Common reasons: 1) Layers offloaded to CPU because the model does not quite fit in VRAM (the biggest one — check with the VRAM calculator). 2) The inference engine is not optimized for your hardware (llama.cpp Metal vs CUDA vs ROCm differ a lot). 3) Long context — the KV cache adds reads per token as the conversation grows. 4) Power/thermal limits, especially on laptops. 5) Batch size 1 is assumed here; serving multiple users splits bandwidth between them.

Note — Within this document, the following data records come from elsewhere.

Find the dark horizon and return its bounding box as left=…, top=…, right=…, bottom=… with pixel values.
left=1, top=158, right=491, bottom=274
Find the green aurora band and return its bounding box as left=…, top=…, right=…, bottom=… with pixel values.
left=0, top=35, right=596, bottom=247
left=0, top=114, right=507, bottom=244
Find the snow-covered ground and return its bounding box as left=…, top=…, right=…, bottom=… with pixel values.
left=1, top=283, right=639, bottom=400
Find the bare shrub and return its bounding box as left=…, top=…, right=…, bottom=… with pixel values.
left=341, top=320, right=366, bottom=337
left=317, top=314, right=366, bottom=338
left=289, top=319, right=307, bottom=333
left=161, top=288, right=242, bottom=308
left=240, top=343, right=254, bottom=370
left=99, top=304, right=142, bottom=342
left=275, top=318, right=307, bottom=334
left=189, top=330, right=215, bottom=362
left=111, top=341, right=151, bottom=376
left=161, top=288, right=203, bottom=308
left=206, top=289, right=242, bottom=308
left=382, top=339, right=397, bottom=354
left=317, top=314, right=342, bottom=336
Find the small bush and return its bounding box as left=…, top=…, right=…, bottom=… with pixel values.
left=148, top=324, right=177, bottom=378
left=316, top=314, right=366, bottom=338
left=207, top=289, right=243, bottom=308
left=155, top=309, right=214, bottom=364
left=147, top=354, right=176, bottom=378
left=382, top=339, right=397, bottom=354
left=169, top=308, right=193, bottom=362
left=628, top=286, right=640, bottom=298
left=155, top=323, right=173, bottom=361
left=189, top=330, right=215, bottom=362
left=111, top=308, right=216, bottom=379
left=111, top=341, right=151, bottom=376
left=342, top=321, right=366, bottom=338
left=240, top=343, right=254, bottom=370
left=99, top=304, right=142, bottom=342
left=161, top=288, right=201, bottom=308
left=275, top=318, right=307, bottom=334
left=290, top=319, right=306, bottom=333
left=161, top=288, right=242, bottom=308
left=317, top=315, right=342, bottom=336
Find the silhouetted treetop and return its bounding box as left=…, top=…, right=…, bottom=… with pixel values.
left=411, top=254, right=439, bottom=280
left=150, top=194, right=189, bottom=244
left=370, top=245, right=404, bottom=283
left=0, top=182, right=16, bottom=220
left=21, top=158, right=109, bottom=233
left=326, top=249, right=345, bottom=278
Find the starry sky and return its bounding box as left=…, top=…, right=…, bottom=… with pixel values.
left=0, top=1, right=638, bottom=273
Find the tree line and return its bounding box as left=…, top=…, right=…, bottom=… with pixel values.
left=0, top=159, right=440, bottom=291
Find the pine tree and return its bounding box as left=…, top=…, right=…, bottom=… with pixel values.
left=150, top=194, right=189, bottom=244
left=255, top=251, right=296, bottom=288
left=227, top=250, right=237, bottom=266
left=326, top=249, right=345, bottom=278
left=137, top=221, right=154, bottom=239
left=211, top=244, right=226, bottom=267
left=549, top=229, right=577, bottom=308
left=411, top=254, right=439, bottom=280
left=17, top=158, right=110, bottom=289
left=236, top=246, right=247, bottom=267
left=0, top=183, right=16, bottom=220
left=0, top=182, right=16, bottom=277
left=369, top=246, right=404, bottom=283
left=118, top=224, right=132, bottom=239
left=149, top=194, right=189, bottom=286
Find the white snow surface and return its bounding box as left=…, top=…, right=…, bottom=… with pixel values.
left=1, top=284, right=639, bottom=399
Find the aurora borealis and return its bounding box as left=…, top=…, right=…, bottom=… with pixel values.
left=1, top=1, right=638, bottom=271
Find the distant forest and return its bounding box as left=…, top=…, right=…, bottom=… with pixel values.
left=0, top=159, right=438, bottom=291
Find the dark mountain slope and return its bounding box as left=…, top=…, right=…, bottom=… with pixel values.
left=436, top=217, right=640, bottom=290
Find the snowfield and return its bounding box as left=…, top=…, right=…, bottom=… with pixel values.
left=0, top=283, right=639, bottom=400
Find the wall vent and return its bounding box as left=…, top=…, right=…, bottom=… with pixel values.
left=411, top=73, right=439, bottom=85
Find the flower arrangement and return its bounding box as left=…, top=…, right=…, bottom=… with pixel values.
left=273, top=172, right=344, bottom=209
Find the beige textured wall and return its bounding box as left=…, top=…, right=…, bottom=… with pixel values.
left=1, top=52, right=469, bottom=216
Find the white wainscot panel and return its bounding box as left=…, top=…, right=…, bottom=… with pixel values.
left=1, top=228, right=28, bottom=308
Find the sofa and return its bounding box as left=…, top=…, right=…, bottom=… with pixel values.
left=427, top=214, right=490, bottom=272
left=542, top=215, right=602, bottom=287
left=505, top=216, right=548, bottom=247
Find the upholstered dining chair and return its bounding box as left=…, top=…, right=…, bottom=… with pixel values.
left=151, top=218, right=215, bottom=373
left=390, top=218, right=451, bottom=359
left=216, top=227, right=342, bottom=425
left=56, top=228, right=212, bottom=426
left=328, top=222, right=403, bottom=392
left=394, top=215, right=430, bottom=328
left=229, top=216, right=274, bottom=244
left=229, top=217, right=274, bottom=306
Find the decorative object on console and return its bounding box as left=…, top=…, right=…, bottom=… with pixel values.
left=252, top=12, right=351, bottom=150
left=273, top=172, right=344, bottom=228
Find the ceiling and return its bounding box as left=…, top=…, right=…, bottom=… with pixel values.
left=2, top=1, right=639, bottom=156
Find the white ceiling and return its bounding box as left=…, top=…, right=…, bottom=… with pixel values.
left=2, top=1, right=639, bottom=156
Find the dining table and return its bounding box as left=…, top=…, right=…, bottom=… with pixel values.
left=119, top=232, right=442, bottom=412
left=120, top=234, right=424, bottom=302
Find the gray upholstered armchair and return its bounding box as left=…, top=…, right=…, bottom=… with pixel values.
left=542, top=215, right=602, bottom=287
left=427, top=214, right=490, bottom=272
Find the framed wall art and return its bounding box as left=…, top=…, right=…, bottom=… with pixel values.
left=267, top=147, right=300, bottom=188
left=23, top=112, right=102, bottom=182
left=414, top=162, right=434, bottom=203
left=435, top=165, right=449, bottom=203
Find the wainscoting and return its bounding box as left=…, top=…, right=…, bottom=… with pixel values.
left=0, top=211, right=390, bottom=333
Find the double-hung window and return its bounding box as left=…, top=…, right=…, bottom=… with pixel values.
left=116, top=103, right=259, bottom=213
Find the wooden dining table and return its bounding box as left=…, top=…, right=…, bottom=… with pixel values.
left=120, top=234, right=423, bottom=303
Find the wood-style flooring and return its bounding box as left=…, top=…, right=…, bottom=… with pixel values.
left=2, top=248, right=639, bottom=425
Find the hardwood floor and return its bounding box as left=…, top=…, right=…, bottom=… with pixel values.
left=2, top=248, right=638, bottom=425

Every generated token must read the entire KV cache (the stored attention state for all previous tokens) in addition to the model weights. At short contexts this is negligible, but at 64K+ tokens of conversation, the KV cache can add gigabytes of reads per token and cut generation speed by 30-50%. Models with MLA (DeepSeek), sliding-window attention (Gemma), or aggressive grouped-query attention degrade much less with long context.
Apple Silicon trades speed for capacity. An M4 Max (546 GB/s) generates at roughly half the speed of an RTX 4090 (1008 GB/s) for models that fit on both — think 40-60 tokens/sec for an 8B Q4 model vs 85-125 on the 4090. But the M4 Max can have 128 GB of unified memory, letting it run 70B+ models that need two or three consumer GPUs. For large models, a Mac is often the cheapest way to run them at all; for small models, a discrete GPU is much faster.